As they are now able to test for glyphosate (the ingredient in Round Up like herbicides) in finished wines, it makes me feel like we’re ahead of the curve. Ultimately, as they find other issues, i.e. bees and herbicides, my hope is that more growers will switch over to farming naturally/organically especially in the area of weed control.
So to answer the question, “Seriously, why are you farming organically?” Here’s the answer. We sleep better at night!

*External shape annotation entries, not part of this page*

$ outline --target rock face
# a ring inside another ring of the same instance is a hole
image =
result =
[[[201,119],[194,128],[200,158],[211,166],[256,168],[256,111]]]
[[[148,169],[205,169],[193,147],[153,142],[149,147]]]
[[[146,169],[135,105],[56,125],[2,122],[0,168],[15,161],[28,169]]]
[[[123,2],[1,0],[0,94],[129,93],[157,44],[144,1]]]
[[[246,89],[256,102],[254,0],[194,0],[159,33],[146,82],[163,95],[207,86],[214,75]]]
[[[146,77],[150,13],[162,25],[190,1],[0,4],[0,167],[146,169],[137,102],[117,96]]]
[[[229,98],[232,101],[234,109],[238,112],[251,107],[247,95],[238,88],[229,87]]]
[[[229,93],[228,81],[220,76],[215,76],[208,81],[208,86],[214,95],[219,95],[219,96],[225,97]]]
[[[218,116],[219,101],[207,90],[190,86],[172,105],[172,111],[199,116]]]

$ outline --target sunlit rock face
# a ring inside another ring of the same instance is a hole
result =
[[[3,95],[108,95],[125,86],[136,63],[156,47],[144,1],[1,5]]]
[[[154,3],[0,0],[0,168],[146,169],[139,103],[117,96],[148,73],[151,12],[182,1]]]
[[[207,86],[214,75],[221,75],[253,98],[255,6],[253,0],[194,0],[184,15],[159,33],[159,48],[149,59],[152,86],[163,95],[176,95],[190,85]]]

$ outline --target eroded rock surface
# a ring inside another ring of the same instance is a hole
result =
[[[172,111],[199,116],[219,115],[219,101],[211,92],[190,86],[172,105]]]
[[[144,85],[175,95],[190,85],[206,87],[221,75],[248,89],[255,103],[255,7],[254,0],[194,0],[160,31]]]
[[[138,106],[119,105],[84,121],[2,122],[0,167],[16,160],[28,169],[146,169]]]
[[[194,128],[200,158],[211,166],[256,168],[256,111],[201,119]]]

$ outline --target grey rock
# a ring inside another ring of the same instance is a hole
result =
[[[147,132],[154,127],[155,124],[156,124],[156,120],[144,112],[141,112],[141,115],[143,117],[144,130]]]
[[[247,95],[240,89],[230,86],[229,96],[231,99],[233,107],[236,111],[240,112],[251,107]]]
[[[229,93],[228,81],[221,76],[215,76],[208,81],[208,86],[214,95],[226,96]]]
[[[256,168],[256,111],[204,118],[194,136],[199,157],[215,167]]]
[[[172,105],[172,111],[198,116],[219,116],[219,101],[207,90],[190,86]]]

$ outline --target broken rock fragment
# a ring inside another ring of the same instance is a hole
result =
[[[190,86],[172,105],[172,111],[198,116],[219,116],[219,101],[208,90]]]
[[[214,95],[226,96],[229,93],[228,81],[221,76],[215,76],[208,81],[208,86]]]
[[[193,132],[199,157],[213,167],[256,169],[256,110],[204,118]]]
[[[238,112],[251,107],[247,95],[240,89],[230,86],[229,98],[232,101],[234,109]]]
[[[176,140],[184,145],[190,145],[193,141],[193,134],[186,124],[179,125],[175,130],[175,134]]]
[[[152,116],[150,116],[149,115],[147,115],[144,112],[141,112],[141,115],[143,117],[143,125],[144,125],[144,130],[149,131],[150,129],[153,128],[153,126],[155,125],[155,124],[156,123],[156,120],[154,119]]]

P.S. We farm entirely organically, but we made the decision not to seek certification (since that is more for marketing and it costs a lot to do). Certified Organic farmers ask that those who aren’t certified organic (but farm that way) use the term “naturally farmed” instead of organic. Thus I have mixed the terms above in the blog to wean people into the idea of “naturally farmed.”
P.P.S. Expect more blogs on this subject as we delve deeper into the world of farming and others (whether bio-dynamic, organic, naturally farmed or sustainable farmed) come on board. There’s a lot of learning to do out there, and we’re certainly adding to our knowledge each day.